(CHICAGO) Katten announced today that New York Times bestselling author and Pulitzer Prize finalist Dr. Eric Cervini joined firm attorneys and business professionals in a virtual fireside conversation about the history of LGBTQ+ politics in the United States and the continued battle for LGBTQ+ rights.

"What history provides us is a guidebook, not just of what worked, for example activists organizing in California, recruiting unlikely allies like Ronald Reagan to come out against the bill [to ban gay teachers and administrators from working in the state's public schools], and so many ways that we were able to be successful, but also how we failed," said Cervini, a historian of LGBTQ+ politics who graduated summa cum laude from Harvard College and was a Gates Scholar at the University of Cambridge, where he received his PhD.

The event, held June 30, was moderated by Katten Financial Markets Litigation and Enforcement partner J Matthew W. Haws, a member of the Lesbian and Gay Bar Association of Chicago and the National LGBTQ+ Bar Association.

With more than 300 anti-LGBTQ+ bills proposed this year across the country, Cervini acknowledged that it is a "dark time." He added, "But as I remind people, we have been through much worse. We have survived the inquisition, the Lavender Scare, the AIDS crisis, and Anita Bryant [who successfully pushed for the repeal of a gay rights ordinance in Florida in the 1970s]. We can certainly get through this.
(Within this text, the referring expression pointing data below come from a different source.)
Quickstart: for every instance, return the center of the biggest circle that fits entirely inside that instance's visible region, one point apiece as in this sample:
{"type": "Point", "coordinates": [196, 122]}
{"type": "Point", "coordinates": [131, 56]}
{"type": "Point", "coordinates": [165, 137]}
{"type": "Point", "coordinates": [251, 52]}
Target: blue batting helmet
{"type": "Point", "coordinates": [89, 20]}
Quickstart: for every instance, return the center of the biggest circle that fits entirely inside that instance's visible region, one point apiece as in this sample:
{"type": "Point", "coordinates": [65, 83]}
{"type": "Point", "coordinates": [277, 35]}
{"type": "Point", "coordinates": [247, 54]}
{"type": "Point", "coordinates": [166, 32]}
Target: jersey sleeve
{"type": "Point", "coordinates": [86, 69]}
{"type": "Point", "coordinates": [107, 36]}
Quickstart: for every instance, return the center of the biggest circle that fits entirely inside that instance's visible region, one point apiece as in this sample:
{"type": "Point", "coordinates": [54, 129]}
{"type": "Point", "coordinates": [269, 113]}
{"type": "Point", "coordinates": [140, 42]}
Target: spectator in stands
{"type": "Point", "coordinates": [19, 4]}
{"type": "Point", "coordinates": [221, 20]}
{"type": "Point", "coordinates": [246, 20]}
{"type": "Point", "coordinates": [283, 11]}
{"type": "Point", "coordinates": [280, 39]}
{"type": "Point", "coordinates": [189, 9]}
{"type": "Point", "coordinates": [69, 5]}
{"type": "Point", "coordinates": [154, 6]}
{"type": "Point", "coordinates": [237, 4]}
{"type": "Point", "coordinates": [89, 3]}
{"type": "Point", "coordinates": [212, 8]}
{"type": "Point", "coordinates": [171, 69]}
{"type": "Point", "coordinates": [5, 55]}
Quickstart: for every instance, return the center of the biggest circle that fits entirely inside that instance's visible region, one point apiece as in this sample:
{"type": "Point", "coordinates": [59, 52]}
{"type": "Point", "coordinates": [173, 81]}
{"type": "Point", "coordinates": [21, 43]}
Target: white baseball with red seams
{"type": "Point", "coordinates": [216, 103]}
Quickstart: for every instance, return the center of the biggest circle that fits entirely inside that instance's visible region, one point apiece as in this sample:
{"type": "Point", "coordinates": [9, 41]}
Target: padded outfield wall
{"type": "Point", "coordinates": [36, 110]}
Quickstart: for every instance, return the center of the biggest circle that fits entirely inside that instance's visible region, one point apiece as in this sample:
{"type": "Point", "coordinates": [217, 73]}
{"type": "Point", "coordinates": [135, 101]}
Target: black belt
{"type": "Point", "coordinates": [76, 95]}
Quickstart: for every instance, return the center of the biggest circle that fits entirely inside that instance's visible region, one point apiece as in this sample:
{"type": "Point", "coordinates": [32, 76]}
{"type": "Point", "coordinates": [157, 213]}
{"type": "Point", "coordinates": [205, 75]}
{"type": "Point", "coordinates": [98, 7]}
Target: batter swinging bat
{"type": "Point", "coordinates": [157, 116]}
But we need to be studying up, how we were successful and how we failed in the past and then also be recruiting new allies, just as Frank Kameny recruited the ACLU, we need to be recruiting new allies today."
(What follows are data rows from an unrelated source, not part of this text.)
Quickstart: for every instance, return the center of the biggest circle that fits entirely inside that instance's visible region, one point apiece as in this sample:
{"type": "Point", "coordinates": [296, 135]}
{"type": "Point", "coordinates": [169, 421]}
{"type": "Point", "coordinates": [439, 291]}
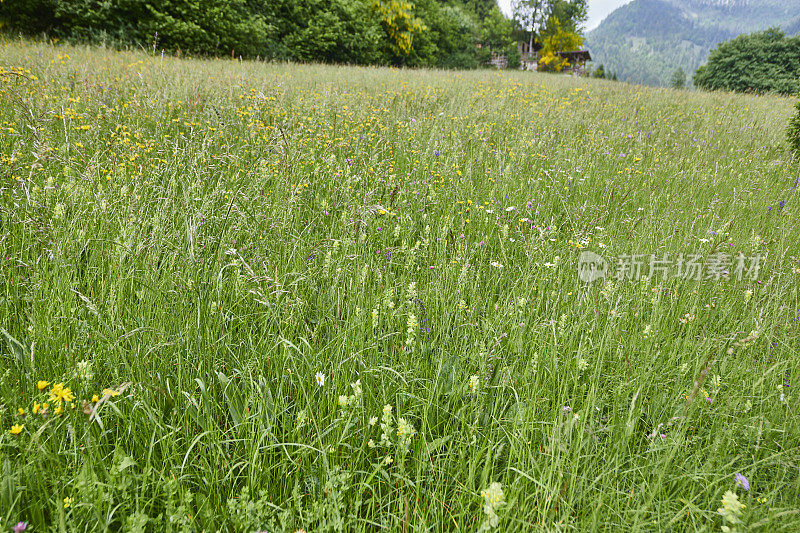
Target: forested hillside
{"type": "Point", "coordinates": [646, 41]}
{"type": "Point", "coordinates": [450, 33]}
Kameny, an astronomer who lost his federal job because of his sexual orientation, is a central character in the nonfiction book Cervini wrote titled The Deviant's War: The Homosexual vs. the United States of America, which is being adapted into an Amazon limited series.
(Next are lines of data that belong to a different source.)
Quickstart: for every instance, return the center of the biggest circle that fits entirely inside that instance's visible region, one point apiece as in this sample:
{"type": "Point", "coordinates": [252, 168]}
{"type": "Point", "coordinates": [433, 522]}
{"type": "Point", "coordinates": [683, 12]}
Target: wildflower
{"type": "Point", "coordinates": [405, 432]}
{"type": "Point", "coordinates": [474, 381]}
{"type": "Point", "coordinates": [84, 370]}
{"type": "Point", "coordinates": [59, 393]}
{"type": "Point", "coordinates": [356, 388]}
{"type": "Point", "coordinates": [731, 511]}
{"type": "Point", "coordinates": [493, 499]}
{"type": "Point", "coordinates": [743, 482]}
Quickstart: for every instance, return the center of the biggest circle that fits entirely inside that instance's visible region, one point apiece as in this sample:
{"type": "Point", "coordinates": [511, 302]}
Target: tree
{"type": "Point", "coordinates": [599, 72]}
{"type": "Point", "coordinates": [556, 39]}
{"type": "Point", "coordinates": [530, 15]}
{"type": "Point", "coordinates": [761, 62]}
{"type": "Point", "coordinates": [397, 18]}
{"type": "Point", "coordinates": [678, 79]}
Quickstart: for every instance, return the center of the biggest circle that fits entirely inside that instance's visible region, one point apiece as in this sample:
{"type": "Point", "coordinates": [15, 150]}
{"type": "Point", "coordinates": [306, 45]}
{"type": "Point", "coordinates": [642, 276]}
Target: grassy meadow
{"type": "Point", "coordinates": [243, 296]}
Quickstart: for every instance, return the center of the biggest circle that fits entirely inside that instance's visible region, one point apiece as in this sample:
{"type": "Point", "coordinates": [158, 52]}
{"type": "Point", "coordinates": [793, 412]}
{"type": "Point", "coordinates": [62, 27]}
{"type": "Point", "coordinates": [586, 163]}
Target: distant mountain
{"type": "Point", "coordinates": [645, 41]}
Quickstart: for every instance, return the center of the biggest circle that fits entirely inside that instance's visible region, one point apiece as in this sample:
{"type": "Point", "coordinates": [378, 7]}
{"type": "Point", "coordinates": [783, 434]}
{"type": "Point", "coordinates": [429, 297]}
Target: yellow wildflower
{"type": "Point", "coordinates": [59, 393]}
"Discussing the past and current challenges faced by LGBTQ+ persons is important to remind us all of the progress made, as well as the discrimination, hardships and threats to personal liberty that are ongoing for the LGBTQ+ community," said Brandon D. Hadley, co-chair of Katten's LGBTQ+ Coalition. "Now is the time to support one another, use your voice and be an ally to the LGBTQ+ community and every other person facing similar social, political and legal challenges, through continued learning, understanding, empathy and discussion."

As an authority on 1960s gay activism, Cervini serves on the advisory board of the Mattachine Society of Washington, DC, a nonprofit dedicated to the preservation of LGBTQ+ history. He also is the creator and executive producer of the history docuseries The Book of Queer, which premiered in June on the Discovery+ streaming service.

"The reason why I made this show was to prove that actually, if there's anything that queer history teaches us, it's not just how to fight back but also to find joy and love and community despite so much of that darkness," he said.

Throughout the year, Katten supports the LGBTQ+ community in a number of ways, such as through the pro bono work of attorneys representing LGBTQ+ individuals as well as charitable contributions to the National LGBTQ+ Bar Foundation and LeGaL Foundation, which provides legal services to the LGBTQ+ community. The firm recently adopted a firm-wide "opt-in" gender pronoun policy to include gender pronouns in signature blocks as one way to promote LGBTQ+ inclusion and maintain an environment built on acceptance of individualization.

In June, Katten offered "pop-in" sessions to learn more about topics at the forefront for the LGBTQ+ community, including gender pronouns, trans identity and allyship. The firm also sponsors the annual Lavender Law Conference & Career Fair, the largest LGBTQ+ legal conference in the country, and hosts a biennial LGBTQ+ retreat for its attorneys participating at the conference.

Katten is honored to have earned the designation as one of the Best Places to Work for LGBTQ+ Equality by receiving a perfect score on the Human Rights Campaign Foundation's 2022 Corporate Equality Index, the nation’s foremost benchmarking survey and annual report measuring corporate policies and practices addressing LGBTQ+ workplace equality.